Another important reason is to prevent the ENS Firewall from blocking McAfee Agent and other McAfee Enterprise product network traffic. If a firewall policy issue occurs, for example, a poorly implemented or corrupt policy, the ENS Firewall must always allow McAfee Agent communications to the ePO server to obtain new policy updates and resolve policy-related issues. If the firewall didn't have this feature, the potential alternatives would be twofold. The firewall could permanently block ePO server and McAfee Agent communications and policy updates, or not allow the system to connect to any networks. Either alternative might require manual intervention to the local system to remedy the issue.
 

After I enable the "Disable McAfee core networking rules" feature, why are all firewall rules inside the McAfee core networking group not disabled?
This behavior is by design. The main core networking group itself remains enabled, while some of the firewall rules are disabled. Other critical firewall rules aren't disabled though. This design is to prevent the ENS Firewall from blocking the following specific types of critical application and non-application network traffic that could potentially cause major outages. Examples are a system that is unable to connect or obtain an IP address from the local network.

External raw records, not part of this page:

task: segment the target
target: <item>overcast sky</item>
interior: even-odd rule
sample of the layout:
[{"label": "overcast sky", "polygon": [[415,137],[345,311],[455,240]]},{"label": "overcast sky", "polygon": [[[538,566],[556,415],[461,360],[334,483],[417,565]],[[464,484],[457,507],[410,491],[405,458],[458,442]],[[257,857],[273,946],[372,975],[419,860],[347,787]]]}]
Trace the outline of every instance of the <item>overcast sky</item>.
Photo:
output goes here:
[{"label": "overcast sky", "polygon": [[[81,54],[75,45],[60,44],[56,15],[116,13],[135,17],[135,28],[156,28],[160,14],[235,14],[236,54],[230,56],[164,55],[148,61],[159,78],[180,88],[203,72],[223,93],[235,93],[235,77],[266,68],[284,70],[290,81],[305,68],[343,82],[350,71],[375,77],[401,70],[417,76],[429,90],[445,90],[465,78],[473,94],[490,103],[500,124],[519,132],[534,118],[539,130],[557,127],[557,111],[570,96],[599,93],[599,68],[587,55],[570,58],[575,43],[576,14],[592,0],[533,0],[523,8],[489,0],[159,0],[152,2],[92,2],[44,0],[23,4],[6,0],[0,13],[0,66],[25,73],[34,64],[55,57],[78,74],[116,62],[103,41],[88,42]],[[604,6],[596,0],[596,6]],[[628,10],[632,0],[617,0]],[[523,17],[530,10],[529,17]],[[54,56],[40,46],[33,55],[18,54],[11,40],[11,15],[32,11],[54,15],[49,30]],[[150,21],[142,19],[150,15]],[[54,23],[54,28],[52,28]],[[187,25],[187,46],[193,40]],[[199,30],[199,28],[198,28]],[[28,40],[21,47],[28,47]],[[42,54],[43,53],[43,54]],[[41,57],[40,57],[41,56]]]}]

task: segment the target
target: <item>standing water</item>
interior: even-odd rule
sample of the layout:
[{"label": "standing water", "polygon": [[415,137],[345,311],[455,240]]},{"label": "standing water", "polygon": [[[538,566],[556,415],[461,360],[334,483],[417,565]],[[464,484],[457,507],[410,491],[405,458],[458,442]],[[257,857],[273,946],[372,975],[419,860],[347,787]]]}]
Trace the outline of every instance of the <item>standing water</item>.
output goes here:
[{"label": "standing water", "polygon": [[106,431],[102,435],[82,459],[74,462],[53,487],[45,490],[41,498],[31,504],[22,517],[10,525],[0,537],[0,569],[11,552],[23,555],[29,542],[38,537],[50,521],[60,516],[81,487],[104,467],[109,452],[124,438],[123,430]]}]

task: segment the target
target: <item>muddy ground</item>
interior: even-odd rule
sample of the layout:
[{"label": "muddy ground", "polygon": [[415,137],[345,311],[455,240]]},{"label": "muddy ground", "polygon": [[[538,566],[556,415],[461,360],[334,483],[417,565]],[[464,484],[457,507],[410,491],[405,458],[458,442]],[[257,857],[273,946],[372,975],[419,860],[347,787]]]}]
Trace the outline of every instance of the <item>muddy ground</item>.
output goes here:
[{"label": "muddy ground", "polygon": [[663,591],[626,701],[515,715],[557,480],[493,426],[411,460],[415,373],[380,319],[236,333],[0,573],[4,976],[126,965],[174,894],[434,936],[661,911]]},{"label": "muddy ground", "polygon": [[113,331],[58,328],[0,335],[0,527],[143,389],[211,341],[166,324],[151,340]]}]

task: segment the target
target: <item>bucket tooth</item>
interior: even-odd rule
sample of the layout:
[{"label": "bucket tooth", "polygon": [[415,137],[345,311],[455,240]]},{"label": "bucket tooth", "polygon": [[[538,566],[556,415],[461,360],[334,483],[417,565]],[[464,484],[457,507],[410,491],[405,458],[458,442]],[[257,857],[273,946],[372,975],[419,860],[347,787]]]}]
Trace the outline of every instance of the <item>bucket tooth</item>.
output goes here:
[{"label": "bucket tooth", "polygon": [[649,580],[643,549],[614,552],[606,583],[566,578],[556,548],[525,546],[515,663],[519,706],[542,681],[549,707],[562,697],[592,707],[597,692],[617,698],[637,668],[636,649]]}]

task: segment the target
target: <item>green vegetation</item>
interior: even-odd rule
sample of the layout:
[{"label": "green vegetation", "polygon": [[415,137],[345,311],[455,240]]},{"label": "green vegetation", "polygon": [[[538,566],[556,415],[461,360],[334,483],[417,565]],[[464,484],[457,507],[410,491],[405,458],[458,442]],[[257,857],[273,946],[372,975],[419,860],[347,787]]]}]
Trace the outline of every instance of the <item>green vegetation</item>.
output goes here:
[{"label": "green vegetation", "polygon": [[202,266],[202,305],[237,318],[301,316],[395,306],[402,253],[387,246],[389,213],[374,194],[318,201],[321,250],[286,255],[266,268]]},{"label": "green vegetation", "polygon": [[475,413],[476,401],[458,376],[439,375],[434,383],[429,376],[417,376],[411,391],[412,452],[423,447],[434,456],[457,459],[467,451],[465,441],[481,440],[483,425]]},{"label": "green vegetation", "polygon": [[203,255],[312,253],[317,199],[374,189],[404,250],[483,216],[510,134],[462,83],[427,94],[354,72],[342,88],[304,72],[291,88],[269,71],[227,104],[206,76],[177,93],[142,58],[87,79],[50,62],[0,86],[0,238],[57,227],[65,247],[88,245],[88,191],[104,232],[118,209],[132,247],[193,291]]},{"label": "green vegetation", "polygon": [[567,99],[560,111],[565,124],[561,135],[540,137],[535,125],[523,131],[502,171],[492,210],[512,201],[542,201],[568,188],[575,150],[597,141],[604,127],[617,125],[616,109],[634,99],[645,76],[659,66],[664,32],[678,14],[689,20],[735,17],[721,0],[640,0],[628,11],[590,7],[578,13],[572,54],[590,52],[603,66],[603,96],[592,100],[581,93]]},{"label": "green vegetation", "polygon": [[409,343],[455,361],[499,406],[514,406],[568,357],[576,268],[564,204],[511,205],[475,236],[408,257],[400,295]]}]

• Always allow network communications for McAfee Agent and other McAfee-signed applications.
• Always allow ARP network traffic.
• Always allow BOOTP and DHCP (UDP port 67 and 68) traffic for systems to obtain an IP address dynamically (if not using static IP address assignments).

 
Which core networking firewall rules aren't disabled when I enable the "Disable McAfee core networking rules" feature?
The following rules aren't disabled:

• Allow ARP traffic
• Allow McAfee signed applications
• Allow McAfee signed applications 2
• Allow McAfee Esigned applications 3
• Allow McAfee signed applications 4
• Allow outbound BOOTP traffic

Can I modify or delete the core networking group or any of the firewall rules within the group?
Currently, modification of these rules isn't an available feature. You can only enable or disable the group of firewall rules (with the above stated limitations).


If I enable the "Disable McAfee core networking rules" feature, what issues might arise?
Disabling this group of firewall rules might cause certain network traffic for critical processes to be blocked. Firewall configuration changes might be needed within the Firewall Options or Firewall Rules policy. The changes depend on what type of network traffic is blocked and how you want to allow the network traffic. For example, do you want to create specific firewall rules to allow the traffic, or allow it by generic Trusted Executable or Defined Networks (Trusted) rules.


Should I disable the core networking group for testing or production use?
Some customers might want to more tightly control network traffic via firewall rules. For example, allow DNS-related traffic to only specific DNS server IP addresses. So, disabling the core networking group is an option. But, McAfee Enterprise doesn’t recommend that you disable core networking rules. It might cause network communication issues on the client, as noted with the pop-up message that occurs when you enable this feature in the user interface:
 
Be aware of what type of issues might occur when these core networking group firewall rules are disabled. Make sure that you perform thorough tests before you implement a policy that has this feature enabled in production environments. You might need to create or modify firewall rules to resolve any issues that occur.